OBJECTIVES: Migraine affects approximately two million individuals in Taiwan, imposing a significant burden on productivity and quality of life. Atogepant, an oral calcitonin gene-related peptide (CGRP) receptor antagonist, has demonstrated preventive efficacy but comes at a higher cost than traditional therapies. This study assessed the cost-effectiveness of atogepant versus placebo for the prevention of episodic migraine in adults, from the perspective of Taiwan's National Health Insurance (NHI).
METHODS: A Markov model with 12-week cycles was constructed to evaluate the cost-effectiveness of atogepant 60 mg compared to placebo over a one-year horizon. Clinical efficacy data were sourced from the Phase III ADVANCE trial. Drug acquisition costs were based on list prices reported in the NICE appraisal, while other healthcare costs were derived from Taiwanese literature. Utility values were obtained from published sources. Outcomes included the number of migraine days avoided, total costs, quality-adjusted life years (QALYs), and incremental cost-effectiveness ratios (ICERs). Sensitivity analyses, including one-way and probabilistic approaches, were conducted to assess model robustness.

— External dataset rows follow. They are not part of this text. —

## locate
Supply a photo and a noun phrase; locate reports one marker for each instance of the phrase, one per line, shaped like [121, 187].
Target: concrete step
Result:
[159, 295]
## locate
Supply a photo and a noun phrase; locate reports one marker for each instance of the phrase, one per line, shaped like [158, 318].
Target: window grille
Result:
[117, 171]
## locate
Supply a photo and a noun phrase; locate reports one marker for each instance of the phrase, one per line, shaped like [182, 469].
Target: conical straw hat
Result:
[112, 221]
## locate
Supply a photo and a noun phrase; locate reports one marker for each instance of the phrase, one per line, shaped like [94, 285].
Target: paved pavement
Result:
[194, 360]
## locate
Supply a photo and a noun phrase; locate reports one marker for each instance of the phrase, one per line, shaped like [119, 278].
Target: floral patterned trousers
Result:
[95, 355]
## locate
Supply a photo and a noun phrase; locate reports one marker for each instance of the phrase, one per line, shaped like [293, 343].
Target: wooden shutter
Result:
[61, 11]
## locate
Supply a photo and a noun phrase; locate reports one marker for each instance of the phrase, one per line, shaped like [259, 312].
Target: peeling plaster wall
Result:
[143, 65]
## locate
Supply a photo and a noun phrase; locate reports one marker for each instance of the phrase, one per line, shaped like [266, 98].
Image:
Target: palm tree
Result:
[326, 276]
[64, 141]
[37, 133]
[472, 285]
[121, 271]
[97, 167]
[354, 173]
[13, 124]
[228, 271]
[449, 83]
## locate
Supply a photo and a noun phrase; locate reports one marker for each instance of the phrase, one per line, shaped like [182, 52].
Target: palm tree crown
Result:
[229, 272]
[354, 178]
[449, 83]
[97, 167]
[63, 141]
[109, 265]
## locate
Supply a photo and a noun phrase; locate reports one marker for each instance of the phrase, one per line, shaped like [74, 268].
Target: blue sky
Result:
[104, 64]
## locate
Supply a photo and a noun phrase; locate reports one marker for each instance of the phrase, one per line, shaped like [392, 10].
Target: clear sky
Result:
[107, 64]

RESULTS: Over one year, atogepant reduced migraine days by 55 days compared to 30.6 days with placebo. The incremental QALY gain was 0.027 and an additional cost of $1,768, resulting an ICER of $65,894. Atogepant was considered cost-effective under a willingness-to-pay (WTP) threshold of one to three times Taiwan’s GDP per capita. Sensitivity analyses identified utility values as the most influential parameter. The probability of atogepant being cost-effective exceeded 50% when the WTP threshold surpassed $83,808 and plateaued around 60%.
CONCLUSIONS: Atogepant appears cost-effective for episodic migraine prevention in Taiwan under conservative acquisition-price assumptions. Nevertheless, longer-term effectiveness data and real-world utility measurements are needed to further reduce decision uncertainty.